Even Deila himself is forced to acknowledge his team’s brutal shortcomings in this area. “Reacting and changing the course of a game when things go against us is something we can improve on,” he said. “But that’s about having leaders. That’s why we brought in Erik [Sviatchenko] and Kazim [Kazim-Richard] – and we have Broonie [Scott Brown] as well. You see the difference he made against Ross County.

“These type of players are so important to us in terms of organisation in games. We’ve started matches very well but we have to deal with setbacks within them better than we have done. That comes down to experience. But it’s also something I have to address better. I have to be even more organised for when those situations come around. I agree this is something we can do better.”

When he was appointed in the summer of 2014, one of the attractions of Deila was that he could develop players in both mind and body. At the club’s Lennoxtown complex, there are various backroom members who could assist the senior squad, with Jim McGuinness employed as a performance consultant, and Deila having brought thought-field therapist Metta Rosseland over from Norway.

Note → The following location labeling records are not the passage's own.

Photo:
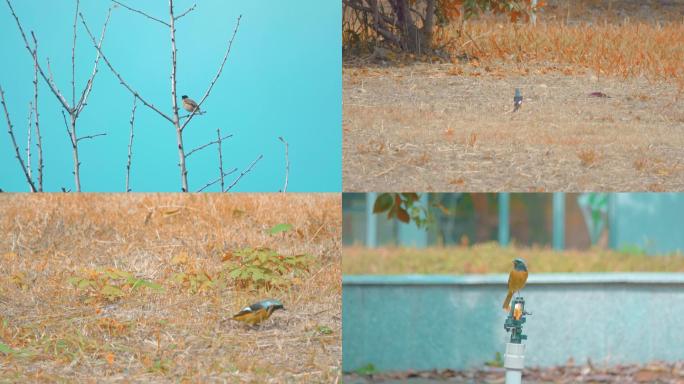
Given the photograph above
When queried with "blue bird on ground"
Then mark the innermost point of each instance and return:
(517, 100)
(258, 312)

“The players don’t talk to Jim or Metta. Jim is more involved with the young players and Metta is not with the players. I’m the psychologist for this team. I’ve worked with Metta for many years and she helps me and my staff. But I don’t get her to talk to the players. That’s not her task. The players can speak to me, John Collins, John Kennedy, the physical or medical staff. We have a lot of people here. Psychology is about motivation and reflection. It’s about learning from your mistakes. I start the process but the players have to do it. You don’t learn anything without experiences. You can read a book about journalism but you have to actually be a journalist to understand what it’s like. I can’t tell players what it’s like to play in front of 20,000 people. They have to experience it themselves.”

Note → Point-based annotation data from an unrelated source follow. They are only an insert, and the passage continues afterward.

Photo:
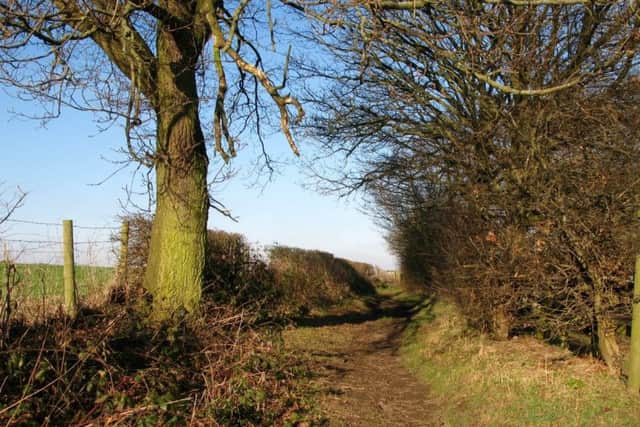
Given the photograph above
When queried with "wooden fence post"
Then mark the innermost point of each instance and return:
(123, 262)
(70, 301)
(634, 355)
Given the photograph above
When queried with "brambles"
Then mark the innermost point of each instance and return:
(111, 368)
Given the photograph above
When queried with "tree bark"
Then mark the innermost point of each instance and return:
(175, 266)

It was put to Deila the other day that having life experience of the obligation on Celtic to win every game, and win it well, can be lost on foreign players. The suggestion brought a furious reaction from the Norwegian, who perhaps wrongly read it as an attempt to have a dig at him not getting it. Most of 20-odd players signed by the club in his era – many with no more than a nod of approval from him, no doubt – have been ill-fitting foreigners, but on Wednesday Celtic started with seven Scottish players. Backbone, as Deila raged, isn’t naturally stiffer within these borders.

“Do people think there are more winners in Scotland than abroad? This is an opinion I’ve noticed some people have. There are winners outside of Scotland, too. People who have done things. These players know what it is all about. They are here to win. Nobody comes to Celtic without being someone who wants to win. I can find Scottish players who don’t have these qualities. You have Broony and KT [Kieran Tierney] but everyone is different. It’s the same with the foreign players. Stefan Johansen is an aggressive character but others are more calm. James Forrest is different to Scott Brown. So I don’t need to tell the players how to win. They know how important it is.

“Foreign players need love. Everyone should try to move to another country and see how hard it is. You go there alone, you’re young and the environment is tough. How can you give your best? The players have to feel loved and trusted and then you get the best out of them. If not then you send them away and they will become big stars at other clubs. A lot of that is because of personality. You find the crazy guys and winners abroad, or in Glasgow, Manchester etc. It’s hard to say. It’s just something someone has. Roy Keane wasn’t from Manchester but he had that character at United. That’s the heart you need.”

Uncharitably, some might say that it is needed on the park and trackside at Celtic.